Indications for surgical treatment of tubal ectopic pregnancy
Laparoscopic surgery has evolved from being a main diagnostic to a primary treatment modality as a result of the improved accuracy of non-invasive diagnosis of tubal ectopic pregnancy. In women with a confirmed diagnosis of tubal ectopic pregnancy, the following are the indications for surgical treatment:
• woman who is haemodynamically unstable or evidence of significant intraperitoneal bleeding on ultrasound
• viable tubal ectopic pregnancy
• significant clinical symptoms
• initial serum human chorionic gonadotrophin (hCG) over 3000 iu/ml
• failure of or non-compliance with medical or expectant management
• heterotopic pregnancy with a normal viable intrauterine gestation.
Surgery should not be delayed in women with suspected tubal pregnancy showing signs of hypovolaemic shock.
For the past 50 years, the mainstay of treatment for the management of miscarriage has been surgical management, or the evacuation of retained products of conception. Until recently, up to 88% of women diagnosed with a miscarriage would be offered an evacuation of retained products of conception under general anaesthesia. The rationale for surgical management was based on the assumption that the presence of a non-viable pregnancy within the uterus would increase the risk of infection and haemorrhage.
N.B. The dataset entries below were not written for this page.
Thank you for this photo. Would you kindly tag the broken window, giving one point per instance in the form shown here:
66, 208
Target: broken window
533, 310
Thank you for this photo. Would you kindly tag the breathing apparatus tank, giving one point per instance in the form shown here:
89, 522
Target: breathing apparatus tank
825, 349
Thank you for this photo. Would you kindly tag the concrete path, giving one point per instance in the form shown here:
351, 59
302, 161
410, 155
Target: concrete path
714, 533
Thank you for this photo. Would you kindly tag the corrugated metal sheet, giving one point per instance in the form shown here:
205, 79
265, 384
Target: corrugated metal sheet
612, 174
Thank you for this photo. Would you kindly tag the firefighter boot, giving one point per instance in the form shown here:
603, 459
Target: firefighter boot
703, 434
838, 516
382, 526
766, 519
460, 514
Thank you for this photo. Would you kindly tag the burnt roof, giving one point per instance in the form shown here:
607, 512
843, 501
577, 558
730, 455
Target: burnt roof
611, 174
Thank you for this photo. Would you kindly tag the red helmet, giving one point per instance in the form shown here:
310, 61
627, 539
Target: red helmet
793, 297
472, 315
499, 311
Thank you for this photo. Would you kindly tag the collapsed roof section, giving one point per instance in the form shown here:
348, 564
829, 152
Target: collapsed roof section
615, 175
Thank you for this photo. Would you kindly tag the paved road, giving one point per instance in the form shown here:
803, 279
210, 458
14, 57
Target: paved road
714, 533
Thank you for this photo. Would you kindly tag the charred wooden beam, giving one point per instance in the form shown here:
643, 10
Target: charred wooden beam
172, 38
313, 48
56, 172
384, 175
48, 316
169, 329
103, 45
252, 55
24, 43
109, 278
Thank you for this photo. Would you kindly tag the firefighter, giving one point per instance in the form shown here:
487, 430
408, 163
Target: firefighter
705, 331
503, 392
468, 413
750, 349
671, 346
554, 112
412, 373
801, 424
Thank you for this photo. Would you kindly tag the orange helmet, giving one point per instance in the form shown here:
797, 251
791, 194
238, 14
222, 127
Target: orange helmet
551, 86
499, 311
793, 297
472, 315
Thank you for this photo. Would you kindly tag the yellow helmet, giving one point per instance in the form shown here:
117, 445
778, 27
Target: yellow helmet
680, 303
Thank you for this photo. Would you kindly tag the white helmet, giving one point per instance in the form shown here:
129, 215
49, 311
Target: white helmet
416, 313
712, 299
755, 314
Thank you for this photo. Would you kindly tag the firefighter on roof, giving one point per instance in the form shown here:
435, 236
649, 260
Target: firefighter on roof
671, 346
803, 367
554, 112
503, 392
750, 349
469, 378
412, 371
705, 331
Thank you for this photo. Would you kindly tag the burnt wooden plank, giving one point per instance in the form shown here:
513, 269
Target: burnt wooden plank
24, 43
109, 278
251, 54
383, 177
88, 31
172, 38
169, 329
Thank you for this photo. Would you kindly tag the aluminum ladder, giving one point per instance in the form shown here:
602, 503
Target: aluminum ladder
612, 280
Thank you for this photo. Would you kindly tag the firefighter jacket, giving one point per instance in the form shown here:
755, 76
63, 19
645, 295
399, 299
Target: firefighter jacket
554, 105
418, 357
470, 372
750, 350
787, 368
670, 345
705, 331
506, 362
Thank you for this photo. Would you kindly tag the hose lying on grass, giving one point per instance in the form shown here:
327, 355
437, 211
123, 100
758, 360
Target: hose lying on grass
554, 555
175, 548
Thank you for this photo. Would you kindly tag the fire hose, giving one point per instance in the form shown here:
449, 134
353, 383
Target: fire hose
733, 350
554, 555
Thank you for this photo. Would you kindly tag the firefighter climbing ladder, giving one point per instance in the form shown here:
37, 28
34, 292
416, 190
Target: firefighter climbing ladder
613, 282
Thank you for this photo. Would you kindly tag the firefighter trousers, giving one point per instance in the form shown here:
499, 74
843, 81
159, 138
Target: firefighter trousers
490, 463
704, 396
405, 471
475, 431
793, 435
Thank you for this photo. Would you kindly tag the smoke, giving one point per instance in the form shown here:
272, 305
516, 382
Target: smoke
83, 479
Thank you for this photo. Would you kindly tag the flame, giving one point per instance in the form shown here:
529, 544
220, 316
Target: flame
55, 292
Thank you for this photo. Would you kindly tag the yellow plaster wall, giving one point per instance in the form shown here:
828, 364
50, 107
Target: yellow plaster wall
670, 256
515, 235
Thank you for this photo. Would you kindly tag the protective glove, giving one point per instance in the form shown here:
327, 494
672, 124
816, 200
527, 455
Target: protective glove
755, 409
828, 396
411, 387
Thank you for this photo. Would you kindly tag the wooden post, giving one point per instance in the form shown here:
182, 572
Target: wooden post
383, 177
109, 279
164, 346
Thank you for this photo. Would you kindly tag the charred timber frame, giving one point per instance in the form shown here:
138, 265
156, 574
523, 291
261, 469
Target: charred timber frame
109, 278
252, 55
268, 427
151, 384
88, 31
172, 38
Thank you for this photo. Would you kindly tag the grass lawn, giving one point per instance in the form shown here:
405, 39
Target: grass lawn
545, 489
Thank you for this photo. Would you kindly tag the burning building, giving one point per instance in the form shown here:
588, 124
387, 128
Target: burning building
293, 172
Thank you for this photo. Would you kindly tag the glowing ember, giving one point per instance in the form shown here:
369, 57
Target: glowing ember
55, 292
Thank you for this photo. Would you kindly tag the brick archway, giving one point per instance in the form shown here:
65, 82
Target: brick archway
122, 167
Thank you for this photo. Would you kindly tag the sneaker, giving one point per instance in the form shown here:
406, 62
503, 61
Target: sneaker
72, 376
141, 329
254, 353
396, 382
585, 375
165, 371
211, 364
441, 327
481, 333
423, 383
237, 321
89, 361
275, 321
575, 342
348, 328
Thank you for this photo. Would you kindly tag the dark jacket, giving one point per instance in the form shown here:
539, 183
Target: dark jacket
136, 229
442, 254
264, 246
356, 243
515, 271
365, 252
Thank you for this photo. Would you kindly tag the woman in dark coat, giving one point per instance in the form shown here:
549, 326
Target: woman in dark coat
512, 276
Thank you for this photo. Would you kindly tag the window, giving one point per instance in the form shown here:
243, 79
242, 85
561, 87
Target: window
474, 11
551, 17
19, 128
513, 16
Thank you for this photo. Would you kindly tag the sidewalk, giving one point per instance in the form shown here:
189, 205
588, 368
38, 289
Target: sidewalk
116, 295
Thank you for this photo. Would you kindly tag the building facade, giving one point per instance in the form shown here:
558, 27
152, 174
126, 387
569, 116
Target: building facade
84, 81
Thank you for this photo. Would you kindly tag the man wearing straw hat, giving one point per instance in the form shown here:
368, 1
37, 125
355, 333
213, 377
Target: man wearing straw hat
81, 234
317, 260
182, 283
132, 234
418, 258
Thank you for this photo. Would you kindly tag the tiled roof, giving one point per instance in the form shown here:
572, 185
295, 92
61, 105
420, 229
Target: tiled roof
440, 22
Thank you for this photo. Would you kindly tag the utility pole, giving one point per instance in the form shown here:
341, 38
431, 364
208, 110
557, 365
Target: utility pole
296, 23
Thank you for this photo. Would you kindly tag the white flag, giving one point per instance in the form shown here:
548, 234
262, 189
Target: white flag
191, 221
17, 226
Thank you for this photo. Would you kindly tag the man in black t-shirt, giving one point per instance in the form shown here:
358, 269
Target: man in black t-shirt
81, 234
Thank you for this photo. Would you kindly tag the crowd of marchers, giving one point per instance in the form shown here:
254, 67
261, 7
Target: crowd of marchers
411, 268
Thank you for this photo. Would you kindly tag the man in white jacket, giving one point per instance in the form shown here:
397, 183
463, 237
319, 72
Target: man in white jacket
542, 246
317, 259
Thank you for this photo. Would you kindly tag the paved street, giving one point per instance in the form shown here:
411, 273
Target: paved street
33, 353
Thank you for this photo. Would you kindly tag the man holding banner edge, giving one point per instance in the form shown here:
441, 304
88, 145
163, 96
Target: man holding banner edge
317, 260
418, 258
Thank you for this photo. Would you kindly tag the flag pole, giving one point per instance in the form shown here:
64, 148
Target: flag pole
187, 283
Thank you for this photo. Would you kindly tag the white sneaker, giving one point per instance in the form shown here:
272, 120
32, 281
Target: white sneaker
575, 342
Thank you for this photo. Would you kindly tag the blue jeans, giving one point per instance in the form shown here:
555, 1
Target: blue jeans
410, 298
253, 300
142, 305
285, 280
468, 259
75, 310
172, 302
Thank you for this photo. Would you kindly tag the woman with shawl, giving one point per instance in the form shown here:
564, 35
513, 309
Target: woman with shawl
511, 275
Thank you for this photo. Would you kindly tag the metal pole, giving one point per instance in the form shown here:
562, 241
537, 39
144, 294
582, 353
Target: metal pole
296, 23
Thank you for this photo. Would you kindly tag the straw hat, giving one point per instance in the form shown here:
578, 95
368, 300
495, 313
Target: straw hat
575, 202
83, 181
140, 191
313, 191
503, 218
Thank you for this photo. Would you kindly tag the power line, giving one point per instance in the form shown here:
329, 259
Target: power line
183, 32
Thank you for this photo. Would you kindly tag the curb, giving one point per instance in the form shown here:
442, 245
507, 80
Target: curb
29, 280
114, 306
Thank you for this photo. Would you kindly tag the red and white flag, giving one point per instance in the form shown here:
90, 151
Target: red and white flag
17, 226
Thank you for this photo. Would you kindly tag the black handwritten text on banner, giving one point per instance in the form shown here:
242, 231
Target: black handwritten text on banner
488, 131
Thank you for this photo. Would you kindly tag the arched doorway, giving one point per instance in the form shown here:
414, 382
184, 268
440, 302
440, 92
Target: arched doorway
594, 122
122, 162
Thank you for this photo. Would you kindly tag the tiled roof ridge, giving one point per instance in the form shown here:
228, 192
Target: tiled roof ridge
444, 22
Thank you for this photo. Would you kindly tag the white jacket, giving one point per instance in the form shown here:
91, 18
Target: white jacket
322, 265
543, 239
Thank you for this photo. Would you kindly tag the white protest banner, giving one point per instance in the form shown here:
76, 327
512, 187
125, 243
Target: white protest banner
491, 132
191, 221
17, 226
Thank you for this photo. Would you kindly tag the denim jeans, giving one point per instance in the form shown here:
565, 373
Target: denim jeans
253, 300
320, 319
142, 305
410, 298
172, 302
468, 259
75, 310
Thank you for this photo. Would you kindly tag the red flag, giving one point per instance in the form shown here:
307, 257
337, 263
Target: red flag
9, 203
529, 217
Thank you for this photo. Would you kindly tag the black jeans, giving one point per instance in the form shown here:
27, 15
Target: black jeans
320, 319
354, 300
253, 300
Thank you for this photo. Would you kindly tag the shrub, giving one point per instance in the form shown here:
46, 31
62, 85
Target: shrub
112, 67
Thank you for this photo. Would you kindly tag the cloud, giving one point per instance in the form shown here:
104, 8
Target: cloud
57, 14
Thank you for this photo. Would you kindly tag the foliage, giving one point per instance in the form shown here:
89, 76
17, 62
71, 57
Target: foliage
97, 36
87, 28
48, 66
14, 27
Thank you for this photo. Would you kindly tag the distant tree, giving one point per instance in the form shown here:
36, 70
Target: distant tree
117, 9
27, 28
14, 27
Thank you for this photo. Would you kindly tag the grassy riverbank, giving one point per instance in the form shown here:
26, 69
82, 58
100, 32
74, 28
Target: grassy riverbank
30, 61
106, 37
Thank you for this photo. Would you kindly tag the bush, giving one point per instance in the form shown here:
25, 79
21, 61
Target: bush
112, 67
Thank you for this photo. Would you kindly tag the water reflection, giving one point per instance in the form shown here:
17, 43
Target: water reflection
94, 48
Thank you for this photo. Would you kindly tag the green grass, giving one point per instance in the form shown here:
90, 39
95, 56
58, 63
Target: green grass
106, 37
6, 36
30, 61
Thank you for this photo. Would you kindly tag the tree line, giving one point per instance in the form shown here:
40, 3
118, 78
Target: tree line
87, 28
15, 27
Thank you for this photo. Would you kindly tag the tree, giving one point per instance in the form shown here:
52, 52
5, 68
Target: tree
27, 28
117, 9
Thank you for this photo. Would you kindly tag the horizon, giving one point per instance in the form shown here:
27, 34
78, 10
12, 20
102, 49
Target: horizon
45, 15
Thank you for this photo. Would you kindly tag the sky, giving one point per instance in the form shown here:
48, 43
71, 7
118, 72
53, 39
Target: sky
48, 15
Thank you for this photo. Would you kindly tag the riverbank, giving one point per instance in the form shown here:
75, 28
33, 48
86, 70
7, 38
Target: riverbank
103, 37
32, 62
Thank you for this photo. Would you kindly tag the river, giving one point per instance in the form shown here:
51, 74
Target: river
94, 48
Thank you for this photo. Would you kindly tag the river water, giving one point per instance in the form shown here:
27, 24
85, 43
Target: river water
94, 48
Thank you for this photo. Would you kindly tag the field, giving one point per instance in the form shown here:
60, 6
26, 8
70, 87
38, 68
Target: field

In the past, these complications were more likely to develop from infected retained products of conception following poorly performed illegal abortions but, with the legalisation of abortion in developed countries, the introduction of antibiotics and a general improvement in women's health, these risks have decreased substantially. Over the past decade, there has been less emphasis on urgent surgical management and more on individualised treatment and patient choice between expectant, medical and semi-elective surgical treatment.
Expectant management is chosen by women because of a desire for a natural approach to management. It is becoming an increasingly popular option; in one observational study, 70% of women opted to wait for the pregnancy to resolve spontaneously. The first randomised controlled trial of expectant management compared with surgical management of miscarriage, carried out by Nielsen and Hahlin, showed a 79% success rate for cases of incomplete or inevitable miscarriage when managed expectantly for 3 days, with no increased risk of pelvic infection or excessive bleeding.